That acetone flavor is ethyl acetate, which can come from some wild yeast, stressed domesticated yeast, and some bacteria. Commercial yeast doesn't eat lactose tough, so I'd assume a different micro organism. Have you improved sanitation in your process since?
> Have you improved sanitation in your process since?
Yes, very much indeed. Although the wild yeasts came from the starter culture I used at the time: milk kefir. Long story :)
Kefir cultures include lactose fermenting yeasts, in particular Cluyveromyces marxianus. It could be the culprit. Anyway something in my culture was producing alcohol because I could see bubbles in bottles of whey and I even had a small explosion once. Ahhh, the joys of washing goat-smelling whey from the walls of the kitchen...
Edit: In my experience almost everyone in home cheesemaking says they have impecable sanitation and that can't be the source of problems like early blowing etc. I like to buck the trend and admit that I try my best, but it's never possible to have 100% sanitation in a home kitchen and even less so when making cheese which is a protracted process with many opportunities for contamination. At least, since I've switched to using lyophillised cultures I've had only one cheese exhibit late blowing. And most of my hard cheeses have squeaky clean natural rinds without a spot of yeasts or moulds. That's probably a good sign.
Interesting, k. marxianus could be producing fusel alcohols which have sort fo a nail polish remover flavor/smell.
> because I could see bubbles in bottles of whey and I even had a small explosion once. Ahhh, the joys of washing goat-smelling whey from the walls of the kitchen...
bottle bombs are scary. I switched all of my beer making to kegging, because of how much of a hassle bottles can be.
Milk seems like a great host for lots of organisms, I don't envy the work cheese makers have to put it to get the right kinds of microorganisms established first. Beer is easy, b/c s. cerevisiae out competes everything in a high glucose environment.
Although is seems like kefir cultures contain s. cerevisiae sometimes. There must be some yeast/bacteria that converts lactose to another sugar in there as well.
> bottle bombs are scary. I switched all of my beer making to kegging, because of how much of a hassle bottles can be.
I was trying to make whey mead a.k.a. "blaand" as I imagine a cheesemaker would do it using cultures one would expect to find in milk or dairy like C. marxianus, rather than how a brewer would do it with C. cerevisiae. I got... something, not particularly pleasant to drink.
> Milk seems like a great host for lots of organisms, I don't envy the work cheese makers have to put it to get the right kinds of microorganisms established first. Beer is easy, b/c s. cerevisiae out competes everything in a high glucose environment.

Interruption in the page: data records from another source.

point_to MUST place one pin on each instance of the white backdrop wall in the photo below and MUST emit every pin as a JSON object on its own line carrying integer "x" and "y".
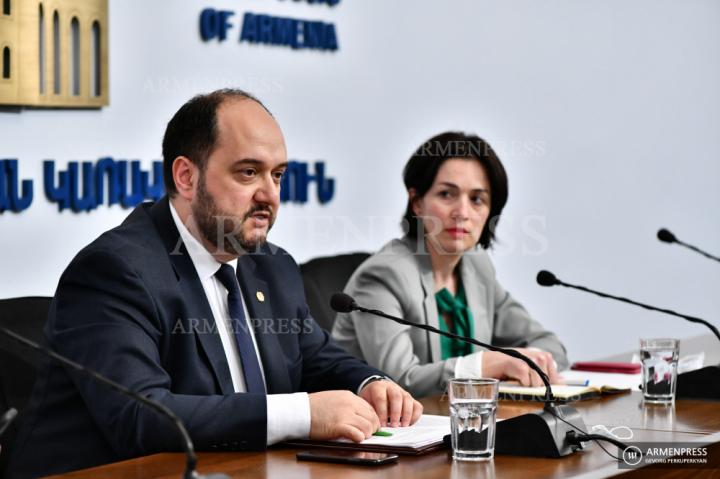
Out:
{"x": 606, "y": 114}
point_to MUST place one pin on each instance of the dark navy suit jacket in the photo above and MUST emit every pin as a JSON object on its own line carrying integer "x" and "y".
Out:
{"x": 131, "y": 306}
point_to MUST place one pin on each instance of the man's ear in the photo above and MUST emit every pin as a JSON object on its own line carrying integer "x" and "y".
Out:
{"x": 185, "y": 175}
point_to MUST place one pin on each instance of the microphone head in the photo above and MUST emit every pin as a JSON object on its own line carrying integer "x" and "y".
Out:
{"x": 342, "y": 303}
{"x": 546, "y": 278}
{"x": 666, "y": 236}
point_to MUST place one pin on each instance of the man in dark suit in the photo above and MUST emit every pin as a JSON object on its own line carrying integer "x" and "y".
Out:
{"x": 187, "y": 304}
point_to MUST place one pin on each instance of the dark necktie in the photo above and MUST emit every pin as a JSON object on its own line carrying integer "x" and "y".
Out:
{"x": 251, "y": 366}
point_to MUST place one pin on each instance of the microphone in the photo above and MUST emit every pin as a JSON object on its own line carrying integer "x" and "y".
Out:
{"x": 7, "y": 418}
{"x": 703, "y": 383}
{"x": 666, "y": 236}
{"x": 191, "y": 461}
{"x": 546, "y": 433}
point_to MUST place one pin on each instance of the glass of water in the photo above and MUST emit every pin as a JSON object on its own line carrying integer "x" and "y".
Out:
{"x": 659, "y": 365}
{"x": 473, "y": 407}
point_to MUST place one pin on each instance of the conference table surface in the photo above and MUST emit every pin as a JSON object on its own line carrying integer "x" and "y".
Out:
{"x": 687, "y": 421}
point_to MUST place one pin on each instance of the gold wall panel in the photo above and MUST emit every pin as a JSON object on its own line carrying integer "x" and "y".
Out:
{"x": 20, "y": 33}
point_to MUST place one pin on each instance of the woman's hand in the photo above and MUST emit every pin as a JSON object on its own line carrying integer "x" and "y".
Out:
{"x": 500, "y": 366}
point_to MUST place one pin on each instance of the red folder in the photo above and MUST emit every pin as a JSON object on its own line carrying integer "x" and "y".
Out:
{"x": 607, "y": 367}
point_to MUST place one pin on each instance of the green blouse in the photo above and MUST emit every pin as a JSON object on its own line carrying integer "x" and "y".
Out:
{"x": 455, "y": 308}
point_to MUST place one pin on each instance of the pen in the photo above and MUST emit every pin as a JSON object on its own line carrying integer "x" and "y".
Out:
{"x": 577, "y": 382}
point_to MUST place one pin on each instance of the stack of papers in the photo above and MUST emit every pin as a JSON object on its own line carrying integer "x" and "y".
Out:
{"x": 597, "y": 384}
{"x": 424, "y": 436}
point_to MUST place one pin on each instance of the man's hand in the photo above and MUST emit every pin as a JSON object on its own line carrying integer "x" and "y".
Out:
{"x": 501, "y": 366}
{"x": 393, "y": 405}
{"x": 335, "y": 414}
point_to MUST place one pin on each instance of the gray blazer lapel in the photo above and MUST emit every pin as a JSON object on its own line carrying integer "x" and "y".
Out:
{"x": 475, "y": 293}
{"x": 429, "y": 305}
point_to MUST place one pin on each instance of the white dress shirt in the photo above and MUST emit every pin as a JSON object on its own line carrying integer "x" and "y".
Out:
{"x": 288, "y": 415}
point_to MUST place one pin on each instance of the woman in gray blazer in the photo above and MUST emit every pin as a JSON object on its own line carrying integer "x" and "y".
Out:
{"x": 440, "y": 274}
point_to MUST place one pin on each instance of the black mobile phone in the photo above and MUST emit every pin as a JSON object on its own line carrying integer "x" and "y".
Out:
{"x": 363, "y": 458}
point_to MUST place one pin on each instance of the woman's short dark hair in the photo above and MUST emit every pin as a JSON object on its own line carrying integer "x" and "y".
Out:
{"x": 421, "y": 170}
{"x": 192, "y": 132}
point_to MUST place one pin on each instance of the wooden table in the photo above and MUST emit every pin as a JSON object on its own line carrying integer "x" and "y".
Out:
{"x": 686, "y": 421}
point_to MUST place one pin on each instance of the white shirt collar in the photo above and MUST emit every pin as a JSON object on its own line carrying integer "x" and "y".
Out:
{"x": 205, "y": 264}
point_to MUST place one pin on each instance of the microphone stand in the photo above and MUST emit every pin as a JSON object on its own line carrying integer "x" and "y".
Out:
{"x": 703, "y": 383}
{"x": 546, "y": 433}
{"x": 191, "y": 459}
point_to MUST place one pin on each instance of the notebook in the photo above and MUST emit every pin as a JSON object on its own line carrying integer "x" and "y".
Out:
{"x": 424, "y": 436}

Yes, you gotta be very careful with milk. There's a bit of a fashion in home cheesemaking for raw milk (inherited from artisanal cheesemaking, which in turn inherited it from European cheesemaking traditions). But I always pasteurise. If I had a proper dairy plant and could easily test the milk I use for pathogens and spoilage orgranisms, then OK, but I'm making cheese in a kitchen! Everything I can do to make the process safer and more predictable in outcome is worth it.

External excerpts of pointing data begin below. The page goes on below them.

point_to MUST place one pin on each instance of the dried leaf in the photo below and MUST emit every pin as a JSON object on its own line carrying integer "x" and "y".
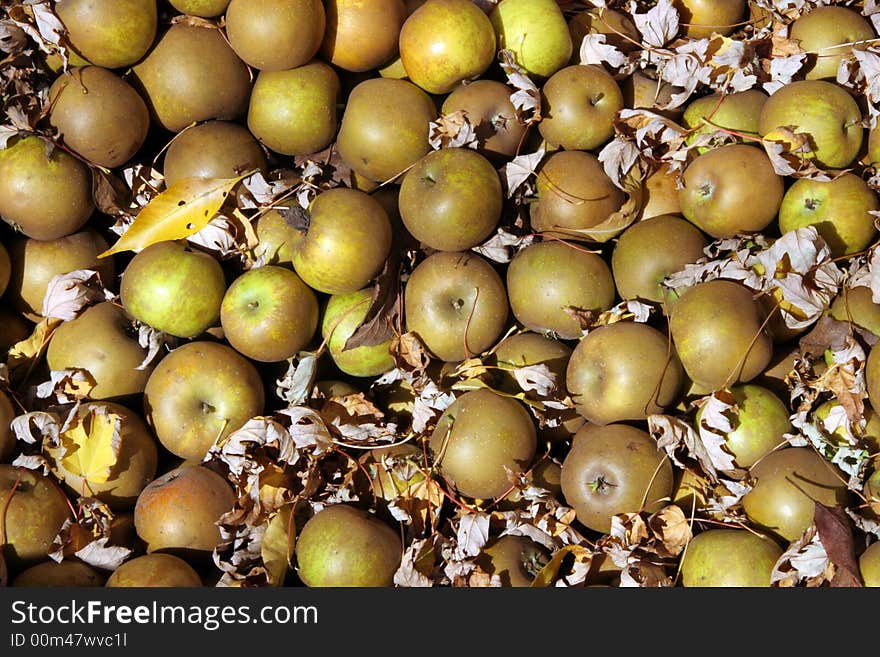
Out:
{"x": 835, "y": 532}
{"x": 182, "y": 210}
{"x": 276, "y": 548}
{"x": 92, "y": 444}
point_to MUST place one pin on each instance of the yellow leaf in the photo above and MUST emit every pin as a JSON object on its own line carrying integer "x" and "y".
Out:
{"x": 28, "y": 351}
{"x": 92, "y": 444}
{"x": 277, "y": 545}
{"x": 550, "y": 572}
{"x": 180, "y": 211}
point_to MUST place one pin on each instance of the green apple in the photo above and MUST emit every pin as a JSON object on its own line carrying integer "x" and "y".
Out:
{"x": 200, "y": 393}
{"x": 275, "y": 35}
{"x": 580, "y": 103}
{"x": 856, "y": 305}
{"x": 829, "y": 34}
{"x": 761, "y": 422}
{"x": 268, "y": 314}
{"x": 451, "y": 200}
{"x": 536, "y": 32}
{"x": 624, "y": 371}
{"x": 456, "y": 303}
{"x": 293, "y": 112}
{"x": 547, "y": 281}
{"x": 446, "y": 42}
{"x": 384, "y": 127}
{"x": 481, "y": 438}
{"x": 347, "y": 242}
{"x": 342, "y": 545}
{"x": 362, "y": 35}
{"x": 716, "y": 183}
{"x": 717, "y": 328}
{"x": 174, "y": 289}
{"x": 788, "y": 484}
{"x": 703, "y": 18}
{"x": 720, "y": 557}
{"x": 649, "y": 251}
{"x": 823, "y": 110}
{"x": 739, "y": 111}
{"x": 343, "y": 314}
{"x": 840, "y": 210}
{"x": 869, "y": 565}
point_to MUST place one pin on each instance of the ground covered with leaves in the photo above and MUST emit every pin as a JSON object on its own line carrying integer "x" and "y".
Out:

> Although is seems like kefir cultures contain s. cerevisiae sometimes. There must be some yeast/bacteria that converts lactose to another sugar in there as well.

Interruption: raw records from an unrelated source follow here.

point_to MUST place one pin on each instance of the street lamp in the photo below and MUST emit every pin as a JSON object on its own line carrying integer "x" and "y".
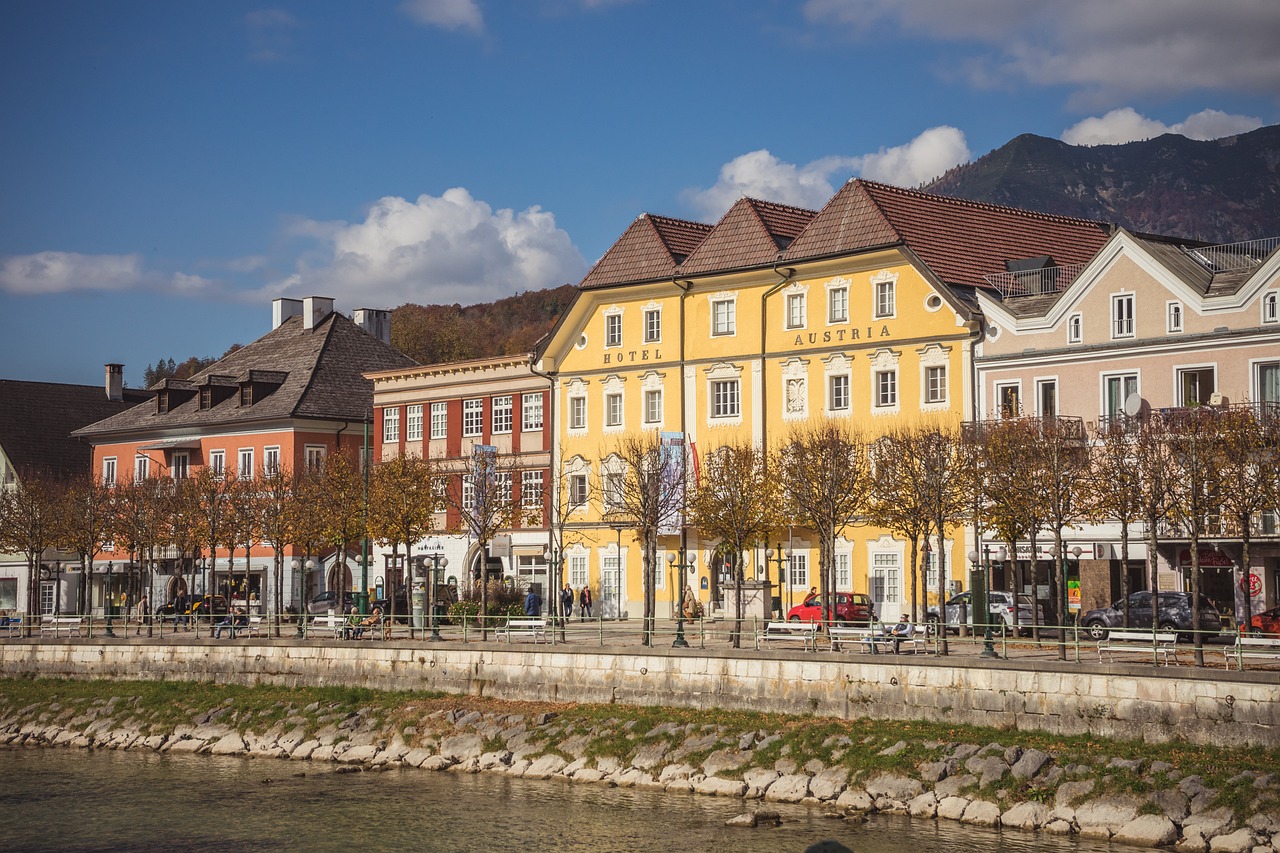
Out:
{"x": 680, "y": 562}
{"x": 438, "y": 561}
{"x": 979, "y": 583}
{"x": 106, "y": 600}
{"x": 782, "y": 556}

Kefir is a wild culture so there's all sorts of organisms in there. I'm not sure anyone really knows them all. I've read a few papers that analyse the bacteria and yeasts in kefir "grains" from different parts of the world. It's a very varied bunch. It basically has the kind of variety of organisms that you can expect in raw milk, plus a whole bunch of yeasts and that makes it very hard to control as a cheesemaking culture. Part of why I gave up on using it as a starter. It's great for making yogurt though because the higher heat needed in yogurt making effectively filters out mesophilic organisms and leaves only the thermophiles used to make yogurt.